Upon Refresh, Excel goes out into the folder checks for new or removed files and consolidates them. This is a fast and efficient way to add monthly or quarterly data into a folder and apply data transformations on it.
File Schema Requirements
When importing multiple Excel files it’s important to have a consistent file schema. This means that the structure of your files, including column names and data types, should be uniform. Inconsistencies can lead to import errors or incomplete data.
Misnamed columns are one of the most common causes for Power Query imports to not consolidate correctly. Even small changes make a difference.
Take for example, the following column names that would not be consolidated.
- “Sales Amount”
- “Sales Amount “
- Sals Amount”
Because each of these have a different spelling or additional white space after the name, Excel won’t automatically align the columns causing for data to look like it’s missing from Power Query, like the example below.
If data doesn’t come in correctly, check the column names to make sure that they’re all exactly the same. You can even use an Excel formula to check that the headers are exact matches.
Using Helper Queries
Helper queries in Power Query are designed to assist in complex data transformations and manipulations. They can be used to filter data, perform repeated tasks, or manage dynamic parameters. However, one of the most common use cases is prepping individual files that are being consolidated.
In this scenario we’ll consolidate files that are similar to the ones we brought in previously, but with a twist. These files all have two rows of headers. Without removing the headers first, the columns won’t align appropriately. Luckily, we can use Power Query Helper Queries to prep each individual file prior to attempting to consolidate them.

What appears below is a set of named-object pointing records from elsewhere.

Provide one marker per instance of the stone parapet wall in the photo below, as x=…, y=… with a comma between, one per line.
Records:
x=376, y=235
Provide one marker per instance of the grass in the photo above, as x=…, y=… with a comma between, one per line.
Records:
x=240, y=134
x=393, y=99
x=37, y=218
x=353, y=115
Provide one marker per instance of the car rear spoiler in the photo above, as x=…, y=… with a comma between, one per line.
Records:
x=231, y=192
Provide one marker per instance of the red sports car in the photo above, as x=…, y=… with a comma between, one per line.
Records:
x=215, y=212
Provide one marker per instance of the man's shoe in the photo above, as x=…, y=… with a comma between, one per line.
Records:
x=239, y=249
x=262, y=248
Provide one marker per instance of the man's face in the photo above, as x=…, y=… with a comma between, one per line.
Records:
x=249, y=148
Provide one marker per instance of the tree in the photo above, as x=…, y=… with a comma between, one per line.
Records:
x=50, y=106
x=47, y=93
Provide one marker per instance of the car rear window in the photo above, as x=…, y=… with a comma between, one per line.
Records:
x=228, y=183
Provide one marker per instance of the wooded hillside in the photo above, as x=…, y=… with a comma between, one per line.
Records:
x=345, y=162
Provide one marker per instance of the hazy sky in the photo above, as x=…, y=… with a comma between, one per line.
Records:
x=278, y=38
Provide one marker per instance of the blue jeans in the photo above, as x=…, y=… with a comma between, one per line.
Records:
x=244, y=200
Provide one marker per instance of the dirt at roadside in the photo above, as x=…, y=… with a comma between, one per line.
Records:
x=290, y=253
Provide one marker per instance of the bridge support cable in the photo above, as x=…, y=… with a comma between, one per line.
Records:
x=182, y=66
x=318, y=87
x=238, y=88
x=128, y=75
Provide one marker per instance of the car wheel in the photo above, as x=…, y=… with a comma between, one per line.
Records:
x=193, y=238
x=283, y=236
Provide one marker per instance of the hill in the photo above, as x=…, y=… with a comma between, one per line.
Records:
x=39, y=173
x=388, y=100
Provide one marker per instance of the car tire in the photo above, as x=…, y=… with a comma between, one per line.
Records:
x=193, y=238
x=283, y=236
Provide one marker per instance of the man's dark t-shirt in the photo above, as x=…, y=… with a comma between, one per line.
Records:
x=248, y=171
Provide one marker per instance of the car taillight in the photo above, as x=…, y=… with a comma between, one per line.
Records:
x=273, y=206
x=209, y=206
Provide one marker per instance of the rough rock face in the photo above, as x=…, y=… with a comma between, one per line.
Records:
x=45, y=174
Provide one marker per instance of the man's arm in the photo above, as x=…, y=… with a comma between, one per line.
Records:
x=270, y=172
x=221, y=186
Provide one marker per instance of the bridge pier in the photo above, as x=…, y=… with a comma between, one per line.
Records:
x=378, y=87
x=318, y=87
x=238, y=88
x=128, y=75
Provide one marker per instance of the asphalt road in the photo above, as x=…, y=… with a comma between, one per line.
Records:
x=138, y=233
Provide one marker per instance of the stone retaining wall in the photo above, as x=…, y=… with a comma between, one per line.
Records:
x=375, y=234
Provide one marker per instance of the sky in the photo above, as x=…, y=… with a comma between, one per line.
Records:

To start, try and import files and if they come in with headers, go to the Transform files section, and go to the Transform Sample.

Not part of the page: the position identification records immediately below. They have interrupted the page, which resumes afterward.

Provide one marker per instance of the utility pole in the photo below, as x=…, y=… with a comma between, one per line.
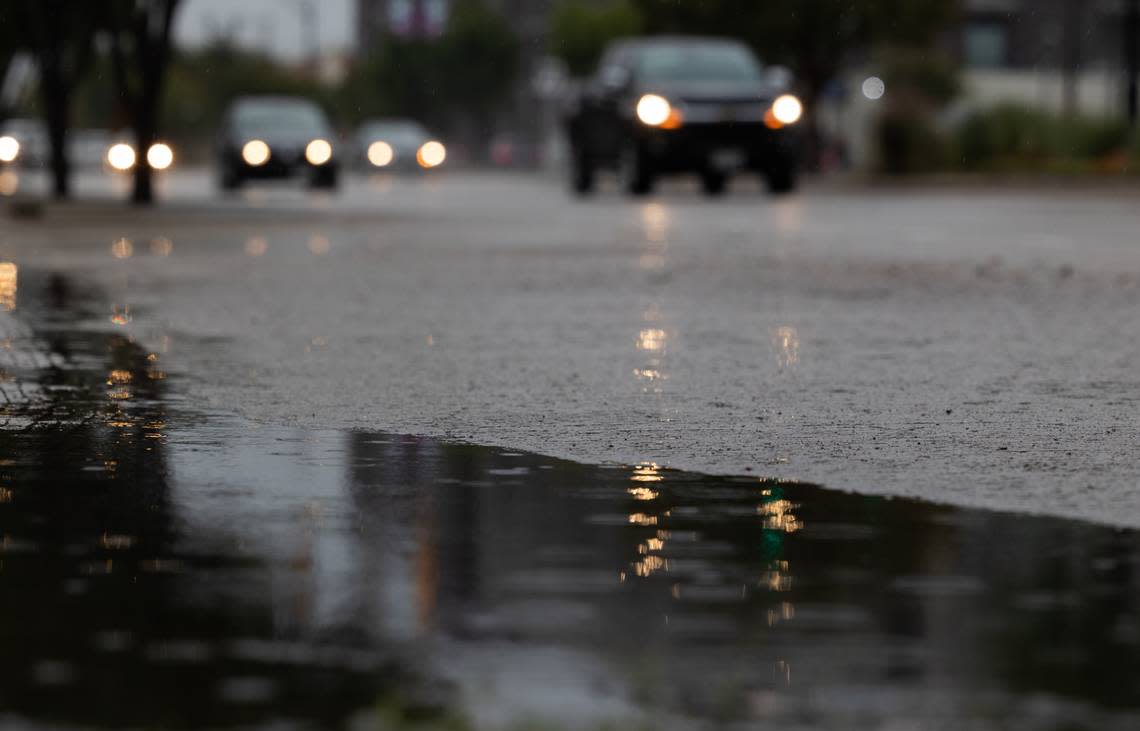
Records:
x=1071, y=56
x=1132, y=57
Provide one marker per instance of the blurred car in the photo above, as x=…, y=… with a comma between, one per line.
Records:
x=276, y=137
x=684, y=105
x=24, y=143
x=397, y=145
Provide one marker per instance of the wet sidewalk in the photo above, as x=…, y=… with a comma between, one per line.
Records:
x=167, y=566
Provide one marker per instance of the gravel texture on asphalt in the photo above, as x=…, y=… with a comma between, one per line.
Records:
x=976, y=347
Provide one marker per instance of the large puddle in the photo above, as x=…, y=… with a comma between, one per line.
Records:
x=162, y=567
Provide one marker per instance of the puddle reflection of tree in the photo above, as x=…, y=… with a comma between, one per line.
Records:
x=103, y=619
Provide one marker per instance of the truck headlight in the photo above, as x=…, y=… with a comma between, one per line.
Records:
x=653, y=110
x=318, y=152
x=787, y=110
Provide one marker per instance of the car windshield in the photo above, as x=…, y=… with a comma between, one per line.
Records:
x=698, y=63
x=396, y=131
x=279, y=118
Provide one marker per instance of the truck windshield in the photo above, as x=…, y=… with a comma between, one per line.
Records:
x=286, y=118
x=698, y=63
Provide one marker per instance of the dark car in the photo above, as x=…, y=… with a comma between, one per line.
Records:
x=397, y=145
x=684, y=105
x=276, y=137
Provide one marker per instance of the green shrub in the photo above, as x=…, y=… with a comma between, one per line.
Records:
x=909, y=143
x=1012, y=136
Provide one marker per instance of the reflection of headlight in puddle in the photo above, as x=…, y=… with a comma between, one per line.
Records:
x=121, y=156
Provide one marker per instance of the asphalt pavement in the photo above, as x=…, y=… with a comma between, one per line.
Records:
x=971, y=344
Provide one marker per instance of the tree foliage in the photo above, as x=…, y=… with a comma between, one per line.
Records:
x=462, y=75
x=140, y=48
x=579, y=31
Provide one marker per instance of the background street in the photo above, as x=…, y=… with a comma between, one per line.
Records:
x=965, y=344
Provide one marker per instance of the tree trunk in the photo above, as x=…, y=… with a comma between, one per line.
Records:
x=144, y=137
x=56, y=105
x=1132, y=58
x=1071, y=63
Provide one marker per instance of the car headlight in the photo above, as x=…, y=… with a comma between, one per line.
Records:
x=318, y=152
x=381, y=154
x=160, y=156
x=787, y=110
x=121, y=156
x=653, y=110
x=9, y=148
x=255, y=153
x=431, y=154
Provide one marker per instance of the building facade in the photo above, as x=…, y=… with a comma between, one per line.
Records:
x=1059, y=55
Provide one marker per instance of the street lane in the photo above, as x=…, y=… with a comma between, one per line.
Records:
x=971, y=346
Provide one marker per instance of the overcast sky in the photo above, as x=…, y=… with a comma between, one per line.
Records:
x=274, y=25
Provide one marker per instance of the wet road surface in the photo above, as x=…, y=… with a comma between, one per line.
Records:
x=975, y=347
x=164, y=563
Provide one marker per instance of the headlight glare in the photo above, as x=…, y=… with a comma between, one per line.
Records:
x=121, y=156
x=318, y=152
x=431, y=154
x=787, y=110
x=160, y=156
x=381, y=154
x=653, y=110
x=9, y=148
x=255, y=153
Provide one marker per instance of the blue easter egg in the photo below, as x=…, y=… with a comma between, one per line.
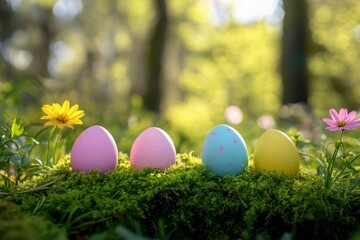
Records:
x=224, y=151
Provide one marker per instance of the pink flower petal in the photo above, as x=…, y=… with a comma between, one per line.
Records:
x=342, y=113
x=334, y=114
x=333, y=128
x=350, y=116
x=329, y=121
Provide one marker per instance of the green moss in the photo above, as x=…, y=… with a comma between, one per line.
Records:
x=191, y=202
x=15, y=225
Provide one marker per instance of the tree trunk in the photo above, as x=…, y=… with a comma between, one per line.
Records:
x=153, y=91
x=294, y=53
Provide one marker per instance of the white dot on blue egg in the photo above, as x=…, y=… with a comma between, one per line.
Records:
x=224, y=151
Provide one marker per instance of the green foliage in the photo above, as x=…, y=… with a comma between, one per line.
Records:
x=187, y=201
x=16, y=162
x=15, y=225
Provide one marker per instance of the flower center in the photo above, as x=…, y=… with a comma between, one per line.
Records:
x=62, y=118
x=341, y=123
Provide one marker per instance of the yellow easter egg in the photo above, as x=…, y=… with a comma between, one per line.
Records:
x=275, y=151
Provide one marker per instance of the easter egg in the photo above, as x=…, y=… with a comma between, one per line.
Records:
x=94, y=148
x=275, y=151
x=153, y=148
x=224, y=151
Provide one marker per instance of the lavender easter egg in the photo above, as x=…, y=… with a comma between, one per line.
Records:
x=94, y=148
x=224, y=151
x=153, y=148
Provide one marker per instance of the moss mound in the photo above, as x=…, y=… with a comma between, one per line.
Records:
x=189, y=202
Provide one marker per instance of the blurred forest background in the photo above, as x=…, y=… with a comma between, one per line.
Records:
x=183, y=65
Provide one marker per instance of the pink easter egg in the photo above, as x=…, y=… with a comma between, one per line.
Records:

When you transform the sample data, the transformations will be applied to each individual file prior to loading them. In the example above, we would skip the first two rows, and then promote headers so that each column has a name that matches.

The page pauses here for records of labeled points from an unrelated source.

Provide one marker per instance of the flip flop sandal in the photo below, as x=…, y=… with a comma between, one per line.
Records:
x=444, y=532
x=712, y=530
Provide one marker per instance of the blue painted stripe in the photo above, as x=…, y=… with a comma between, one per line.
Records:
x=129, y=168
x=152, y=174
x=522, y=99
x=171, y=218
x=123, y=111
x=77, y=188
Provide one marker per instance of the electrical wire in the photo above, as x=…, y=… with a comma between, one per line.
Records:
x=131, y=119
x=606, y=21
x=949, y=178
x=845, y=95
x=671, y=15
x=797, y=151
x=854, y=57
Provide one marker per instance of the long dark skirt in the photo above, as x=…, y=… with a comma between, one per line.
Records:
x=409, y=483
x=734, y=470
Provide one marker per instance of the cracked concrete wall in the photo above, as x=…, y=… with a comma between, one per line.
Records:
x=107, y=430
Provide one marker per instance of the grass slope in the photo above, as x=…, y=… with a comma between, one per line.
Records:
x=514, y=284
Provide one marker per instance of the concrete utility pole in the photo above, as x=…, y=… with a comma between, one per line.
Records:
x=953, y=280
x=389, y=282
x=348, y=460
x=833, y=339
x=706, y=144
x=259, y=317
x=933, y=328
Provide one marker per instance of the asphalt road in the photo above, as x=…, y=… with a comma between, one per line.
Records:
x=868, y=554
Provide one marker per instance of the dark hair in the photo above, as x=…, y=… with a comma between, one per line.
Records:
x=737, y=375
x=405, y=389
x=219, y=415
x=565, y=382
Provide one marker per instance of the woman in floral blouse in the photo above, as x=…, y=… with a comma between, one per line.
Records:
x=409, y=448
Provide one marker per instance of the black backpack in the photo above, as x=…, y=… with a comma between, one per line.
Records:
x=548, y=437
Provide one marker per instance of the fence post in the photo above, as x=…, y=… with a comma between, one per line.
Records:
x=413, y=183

Power Query will execute the transformation steps prior to the consolidation and align the columns. Subsequent transformations on the combined dataset would occur using the Consolidate Files Query in the example above.
Excel users can utilize Power Query to import and consolidate folders full of .xlsx, .csv or other common file formats. It’s easiest to import files that have the same scheme, another name for column headers and column data types. While Power Query is capable of importing and combining files when the columns aren’t named the same, or there are extra columns it won’t be able to automatically align them which can be a pain to address within Power Query.
Because it’s easier to start with clean data, we recommend using files that have consistent formats, or come directly from source systems to ensure consistency. Even when files have headers or other formatting issues, Power Query helper queries can help transform and clean them up allowing you to drop files into a folder and hit refresh in Excel to get up to date data.